Forecasting translation demand and supply for the holiday season
The translation industry has been notoriously slow to adopt a data-driven operations model. As other industries have done so and seen efficiency skyrocket, the translation space has been hindered by a continued reliance on old-school project management. At Gengo, we believe change is overdue.
In 2016, our community of over 21,000 translators translated 218 million units (words or characters) on our platform, an equivalent of more than 597,000 units per day. 95% of customer orders are currently started within 2 hours of order placement and 99% within 5 hours. Our secret is putting translation data at the very heart of Gengo’s operations. Translator behavior data and customer ordering patterns are analyzed to spot gaps where translator coverage is weak and can be improved. Doing so allows us to match the spikes and troughs of our customers’ demand with flexible and agile translation supply, resulting in fast turnaround times and large output.
A case in point: The 2016 holidays
Every year, the last two weeks of December see activity among the translator community drop as many take time off. The impact to Gengo varies from language to language as different countries celebrate the holidays to varying degrees. Christmas is a major holiday in the US while it’s barely celebrated in Japan. Not a week later, it’s Japan who’s in full holiday mode for New Year’s day and most people take several days off after Jan 1. To complicate things, the nature of translation is such that customers and translators are often located in different countries and therefore on conflicting schedules. This presents a unique supply challenge that can be solved by taking a data-driven approach.
We see from historical data for 2015 and previous years that holiday customer ordering patterns are generally predictable on a macro level. Order volume tends to decrease towards the Christmas holiday and increases back up in the work days following the holiday to approximately 50% of normal volume. Orders then decrease back down towards New Year’s day before finally ramping back up quickly to normal levels from the first workday of the Japanese calendar (most customers included in this analysis are located in Japan). We also see greater volatility in translator availability around Christmas time, resulting in more customers wanting translation than translators willing to provide it. This means customers receive their translations slower than normal.
Forecasting order volume
To prepare for the upcoming 2016 holiday season, we applied these learnings by predicting order volume per day, as shown in Chart 1 below. We took a conservative approach, forecasting volume on the higher side for redundancy. Note that forecasts or actuals mentioned here did not include a number of customers as their projects were handled separately.

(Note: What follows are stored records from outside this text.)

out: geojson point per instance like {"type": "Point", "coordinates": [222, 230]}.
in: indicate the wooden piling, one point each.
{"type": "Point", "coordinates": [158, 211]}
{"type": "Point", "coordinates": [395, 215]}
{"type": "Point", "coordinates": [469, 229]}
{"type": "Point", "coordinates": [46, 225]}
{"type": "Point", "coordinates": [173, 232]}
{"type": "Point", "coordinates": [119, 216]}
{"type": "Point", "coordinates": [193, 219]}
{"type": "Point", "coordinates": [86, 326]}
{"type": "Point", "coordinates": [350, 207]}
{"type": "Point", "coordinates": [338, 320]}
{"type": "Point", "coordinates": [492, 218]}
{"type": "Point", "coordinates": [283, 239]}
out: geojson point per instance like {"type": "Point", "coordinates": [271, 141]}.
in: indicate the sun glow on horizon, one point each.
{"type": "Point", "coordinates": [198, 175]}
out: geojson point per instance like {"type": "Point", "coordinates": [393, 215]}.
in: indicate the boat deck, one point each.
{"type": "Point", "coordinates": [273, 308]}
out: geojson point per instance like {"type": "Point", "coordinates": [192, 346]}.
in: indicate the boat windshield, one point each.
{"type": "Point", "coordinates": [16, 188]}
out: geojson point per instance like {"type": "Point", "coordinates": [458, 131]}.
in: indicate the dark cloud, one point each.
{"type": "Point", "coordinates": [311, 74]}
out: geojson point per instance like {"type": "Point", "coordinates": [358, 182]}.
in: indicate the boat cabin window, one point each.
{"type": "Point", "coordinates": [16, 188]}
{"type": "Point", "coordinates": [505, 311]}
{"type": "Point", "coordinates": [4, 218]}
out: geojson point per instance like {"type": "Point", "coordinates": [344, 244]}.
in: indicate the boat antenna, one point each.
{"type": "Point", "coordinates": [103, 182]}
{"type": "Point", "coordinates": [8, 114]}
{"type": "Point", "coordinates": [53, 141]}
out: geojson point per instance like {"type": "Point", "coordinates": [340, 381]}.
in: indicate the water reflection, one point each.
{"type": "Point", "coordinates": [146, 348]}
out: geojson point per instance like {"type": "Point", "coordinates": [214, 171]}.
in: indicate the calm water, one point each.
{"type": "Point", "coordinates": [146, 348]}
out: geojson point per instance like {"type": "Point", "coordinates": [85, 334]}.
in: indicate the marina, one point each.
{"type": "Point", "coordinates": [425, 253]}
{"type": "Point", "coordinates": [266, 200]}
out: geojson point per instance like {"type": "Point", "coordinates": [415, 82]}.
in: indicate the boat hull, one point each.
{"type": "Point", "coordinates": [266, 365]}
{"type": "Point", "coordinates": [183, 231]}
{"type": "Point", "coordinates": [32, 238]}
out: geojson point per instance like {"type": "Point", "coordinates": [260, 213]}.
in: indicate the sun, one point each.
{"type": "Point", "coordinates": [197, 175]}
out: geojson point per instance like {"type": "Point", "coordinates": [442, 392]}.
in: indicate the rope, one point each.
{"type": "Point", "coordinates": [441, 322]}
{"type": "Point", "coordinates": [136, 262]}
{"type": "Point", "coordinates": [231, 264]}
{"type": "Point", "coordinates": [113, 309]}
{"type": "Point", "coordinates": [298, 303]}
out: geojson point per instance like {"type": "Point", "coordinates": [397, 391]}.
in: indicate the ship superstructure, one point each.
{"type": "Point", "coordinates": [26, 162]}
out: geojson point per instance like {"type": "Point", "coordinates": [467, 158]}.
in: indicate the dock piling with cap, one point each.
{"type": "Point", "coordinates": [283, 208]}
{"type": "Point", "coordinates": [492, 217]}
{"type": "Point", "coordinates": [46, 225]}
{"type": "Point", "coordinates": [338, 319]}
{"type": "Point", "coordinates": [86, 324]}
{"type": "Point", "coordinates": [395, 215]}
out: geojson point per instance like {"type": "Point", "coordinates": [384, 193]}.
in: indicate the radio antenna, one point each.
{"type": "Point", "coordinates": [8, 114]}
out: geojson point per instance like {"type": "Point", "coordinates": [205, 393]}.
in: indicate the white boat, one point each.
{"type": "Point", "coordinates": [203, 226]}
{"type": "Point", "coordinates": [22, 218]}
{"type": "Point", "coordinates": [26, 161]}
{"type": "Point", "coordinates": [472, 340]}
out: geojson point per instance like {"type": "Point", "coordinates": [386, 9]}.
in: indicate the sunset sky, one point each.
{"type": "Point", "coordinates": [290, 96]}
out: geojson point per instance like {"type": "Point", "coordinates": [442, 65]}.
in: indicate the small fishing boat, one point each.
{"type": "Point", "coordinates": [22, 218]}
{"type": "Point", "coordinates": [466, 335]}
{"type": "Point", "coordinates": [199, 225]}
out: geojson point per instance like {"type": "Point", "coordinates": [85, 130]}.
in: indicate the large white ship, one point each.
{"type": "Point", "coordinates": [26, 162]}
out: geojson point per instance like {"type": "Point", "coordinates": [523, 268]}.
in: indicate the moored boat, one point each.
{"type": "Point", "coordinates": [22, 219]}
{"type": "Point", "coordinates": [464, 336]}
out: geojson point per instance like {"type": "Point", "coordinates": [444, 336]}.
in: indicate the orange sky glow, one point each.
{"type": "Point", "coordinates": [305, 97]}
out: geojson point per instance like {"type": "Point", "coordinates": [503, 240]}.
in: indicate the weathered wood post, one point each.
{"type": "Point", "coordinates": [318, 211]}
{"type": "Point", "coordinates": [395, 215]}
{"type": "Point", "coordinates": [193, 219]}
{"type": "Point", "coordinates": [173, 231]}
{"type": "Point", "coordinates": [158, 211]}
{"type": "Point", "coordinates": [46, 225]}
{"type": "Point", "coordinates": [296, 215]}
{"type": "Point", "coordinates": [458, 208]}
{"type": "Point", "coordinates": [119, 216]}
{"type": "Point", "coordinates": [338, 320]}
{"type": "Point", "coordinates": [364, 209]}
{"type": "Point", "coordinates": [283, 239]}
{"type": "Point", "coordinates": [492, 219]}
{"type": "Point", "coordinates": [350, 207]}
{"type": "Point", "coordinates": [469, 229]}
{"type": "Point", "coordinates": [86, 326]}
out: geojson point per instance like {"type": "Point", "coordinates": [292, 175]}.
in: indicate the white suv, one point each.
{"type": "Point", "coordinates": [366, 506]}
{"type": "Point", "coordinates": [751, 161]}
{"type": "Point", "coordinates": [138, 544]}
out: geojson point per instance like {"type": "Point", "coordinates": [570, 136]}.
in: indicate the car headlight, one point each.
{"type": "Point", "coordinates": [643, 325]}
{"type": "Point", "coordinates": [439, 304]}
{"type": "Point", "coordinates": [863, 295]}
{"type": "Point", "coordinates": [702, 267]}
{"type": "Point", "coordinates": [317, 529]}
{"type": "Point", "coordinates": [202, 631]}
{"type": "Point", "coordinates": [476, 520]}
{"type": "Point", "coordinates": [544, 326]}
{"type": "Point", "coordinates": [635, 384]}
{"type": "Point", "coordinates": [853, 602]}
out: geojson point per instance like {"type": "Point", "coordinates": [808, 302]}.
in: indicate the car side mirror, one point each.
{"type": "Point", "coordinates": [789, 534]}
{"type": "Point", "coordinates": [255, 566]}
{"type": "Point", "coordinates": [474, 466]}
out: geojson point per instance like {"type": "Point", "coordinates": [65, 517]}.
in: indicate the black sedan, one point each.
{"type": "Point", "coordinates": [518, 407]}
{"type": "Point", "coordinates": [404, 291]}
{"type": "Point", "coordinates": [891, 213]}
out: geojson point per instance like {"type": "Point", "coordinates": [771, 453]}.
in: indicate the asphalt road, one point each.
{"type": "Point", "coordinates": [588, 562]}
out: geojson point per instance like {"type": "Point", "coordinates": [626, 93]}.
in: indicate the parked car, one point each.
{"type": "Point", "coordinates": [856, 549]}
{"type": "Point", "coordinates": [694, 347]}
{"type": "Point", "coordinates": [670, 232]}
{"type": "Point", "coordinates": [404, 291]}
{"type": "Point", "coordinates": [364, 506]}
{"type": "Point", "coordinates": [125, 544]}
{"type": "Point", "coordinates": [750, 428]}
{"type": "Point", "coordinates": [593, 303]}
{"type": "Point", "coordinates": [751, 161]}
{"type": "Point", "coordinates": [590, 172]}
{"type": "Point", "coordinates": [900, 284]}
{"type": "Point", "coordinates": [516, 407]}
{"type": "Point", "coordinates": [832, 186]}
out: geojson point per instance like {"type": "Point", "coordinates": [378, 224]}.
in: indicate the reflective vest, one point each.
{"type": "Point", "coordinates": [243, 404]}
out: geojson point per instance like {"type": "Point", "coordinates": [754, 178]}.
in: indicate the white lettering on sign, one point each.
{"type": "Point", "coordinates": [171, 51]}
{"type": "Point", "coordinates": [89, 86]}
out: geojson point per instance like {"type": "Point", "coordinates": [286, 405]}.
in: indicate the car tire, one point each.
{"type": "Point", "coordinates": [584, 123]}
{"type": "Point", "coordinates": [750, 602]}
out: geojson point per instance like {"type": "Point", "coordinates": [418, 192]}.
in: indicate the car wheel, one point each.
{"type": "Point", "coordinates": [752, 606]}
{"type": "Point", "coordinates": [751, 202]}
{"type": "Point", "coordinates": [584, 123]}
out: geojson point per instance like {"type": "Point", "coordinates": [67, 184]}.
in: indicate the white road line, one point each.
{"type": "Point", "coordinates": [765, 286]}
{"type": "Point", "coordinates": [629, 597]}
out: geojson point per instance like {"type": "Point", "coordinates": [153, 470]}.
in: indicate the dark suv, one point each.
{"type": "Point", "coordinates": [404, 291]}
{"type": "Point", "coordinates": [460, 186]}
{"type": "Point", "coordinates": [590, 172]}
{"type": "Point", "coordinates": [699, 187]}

Chart 1: 2016 holiday volume forecast
Comparing order volume forecast to actual
Actual 2016 holiday order volume followed our forecasts fairly closely, as shown in Chart 2 below. Due to our conservative approach, the forecasted volumes were mostly higher than actual volumes (the only under-forecasted day, Dec 24, was due to one, large unexpected order). This over-forecasting was particularly evident after Jan 1, where actual volume was lower than expected. Still, predictions up until Jan 1 achieved an accuracy of 71%.
The forecasts identified potential translator availability shortages between Dec 23 and Dec 30. To prepare, we put in place special teams of translators on standby during those dates. We also actively monitored customer orders, bonusing them with extra rewards when needed. This gave us greater control of our translation supply and allowed us to match customer demand flexibly and reliably.
Chart 2: 2016 holiday order volume forecast vs actual
Customer experience and overall performance
Customers experienced quicker service in 2016 than holiday seasons in the past. Chart 3 shows actual volume ordered and pick-up time per day, which measures the time it takes for translations to be claimed and translated by the community. Lower pick-up times mean that translations were started quickly, and we consider anything less than 120 minutes as fast and less than 300 minutes as acceptable. Pick-up times around Christmas were highest during the 2016 holiday period (286 mins) but were much lower than the year prior. Overall, the 95th percentile pick-up time during the 2016 holidays was 59 minutes, a 57% improvement over 2015.
Chart 3: 2016 holiday order volume actual and pick-up times
Ultimately, we were able to provide our customers with consistent and reliable service amidst a turbulent holiday season, and we couldn’t have done so without our data-driven approach. As Gengo takes on more customers and more translators around the world, the need for accurate data forecasting will become even greater, and we’re ready to face the challenge. We hope to see more of the industry take a similar stance and together we will redefine the market.